Shutting down the panel is a no-brainer, and I'd be surprised if the Benghazi committee, now tarnished by McCarthy's ill-advised and ill-timed remarks, is still in place a month from now. Perhaps the Clinton appearance before the panel will be postponed indefinitely, or perhaps it will be the committee's last act. Either way, it doesn't make sense for the GOP to keep it operating.
It would be an act of compassion for House Speaker John Boehner to disband it before McCarthy becomes speaker and is faced with the unenviable choice of either enraging conservatives by shutting it down in response to his epic own goal or letting it live as a symbol of House Republicans' willingness to use the levers of power for partisan political gain. Boehner could bring up a resolution to end the committee's work and rely on Democrats who have called for the panel's demise — and a small number of victory-minded Republicans — to make it happen. I don't expect that's the path Boehner will pursue, but it's an option.
Republicans could pass the baton to Jason Chaffetz
I'm actually surprised that Democrats are so eager to see the committee broken up. As long as the investigation of Clinton is contained to the "Benghazi committee," McCarthy's words will hang over its findings.

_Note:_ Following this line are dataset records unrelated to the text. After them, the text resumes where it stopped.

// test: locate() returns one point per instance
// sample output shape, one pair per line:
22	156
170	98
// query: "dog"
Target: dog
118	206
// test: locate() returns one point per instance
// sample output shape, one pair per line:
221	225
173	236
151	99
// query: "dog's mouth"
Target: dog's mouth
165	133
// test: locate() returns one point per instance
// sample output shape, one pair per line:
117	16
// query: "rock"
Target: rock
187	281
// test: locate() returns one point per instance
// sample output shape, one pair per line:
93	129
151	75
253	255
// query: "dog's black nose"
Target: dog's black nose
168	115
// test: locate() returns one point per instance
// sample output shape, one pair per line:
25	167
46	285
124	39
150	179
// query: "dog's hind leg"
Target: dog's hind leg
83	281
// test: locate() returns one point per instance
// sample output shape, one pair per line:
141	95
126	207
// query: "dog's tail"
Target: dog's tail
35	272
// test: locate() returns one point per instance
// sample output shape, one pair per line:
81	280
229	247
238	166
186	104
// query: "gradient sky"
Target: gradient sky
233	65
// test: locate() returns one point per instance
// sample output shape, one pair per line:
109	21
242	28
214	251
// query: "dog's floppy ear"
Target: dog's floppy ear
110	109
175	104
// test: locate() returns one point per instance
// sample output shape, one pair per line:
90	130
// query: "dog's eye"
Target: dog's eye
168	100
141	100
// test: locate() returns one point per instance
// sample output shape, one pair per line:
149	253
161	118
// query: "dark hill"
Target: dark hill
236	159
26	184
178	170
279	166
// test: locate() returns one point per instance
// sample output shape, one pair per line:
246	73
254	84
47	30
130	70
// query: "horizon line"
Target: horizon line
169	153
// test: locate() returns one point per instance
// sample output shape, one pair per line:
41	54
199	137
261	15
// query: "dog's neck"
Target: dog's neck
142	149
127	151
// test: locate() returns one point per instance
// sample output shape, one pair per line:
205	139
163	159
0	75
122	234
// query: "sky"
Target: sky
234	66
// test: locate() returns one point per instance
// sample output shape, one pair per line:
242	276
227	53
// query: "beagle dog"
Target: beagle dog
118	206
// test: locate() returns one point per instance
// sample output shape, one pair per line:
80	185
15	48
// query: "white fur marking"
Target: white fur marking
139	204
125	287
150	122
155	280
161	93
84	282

It's like he issued a blanket immunity for her, one that protects her from anything the panel produces, leaks, or insinuates. Democrats should probably keep quiet and count their blessings.
Here's why: Though the Benghazi committee is now poisoned by McCarthy's words, the email investigation still seems viable, if misguided. The smart thing for Republicans to do would be to close the Benghazi committee and move the remainder of its investigation under the jurisdiction of another panel — one that doesn't have the partisan touchstone "Benghazi" in its name.
The Oversight and Government Reform Committee, led by Rep. Jason Chaffetz (R-UT), who is a congressional expert on Benghazi, could take over the investigation. At this point, it is solely focused on how the former secretary of state communicated with her staff and friends. Republicans might even get credit for honesty in saying they would end the select committee's mandate because they've learned all they possibly can about Benghazi, the US mission in Libya, and diplomatic security. It never really was about Benghazi — it was always about Clinton — but that wasn't always as boldly evident as it is today.
Democrats are calling for Republicans to terminate the Benghazi committee because they think it's good politics. They're right. It's good politics for Republicans.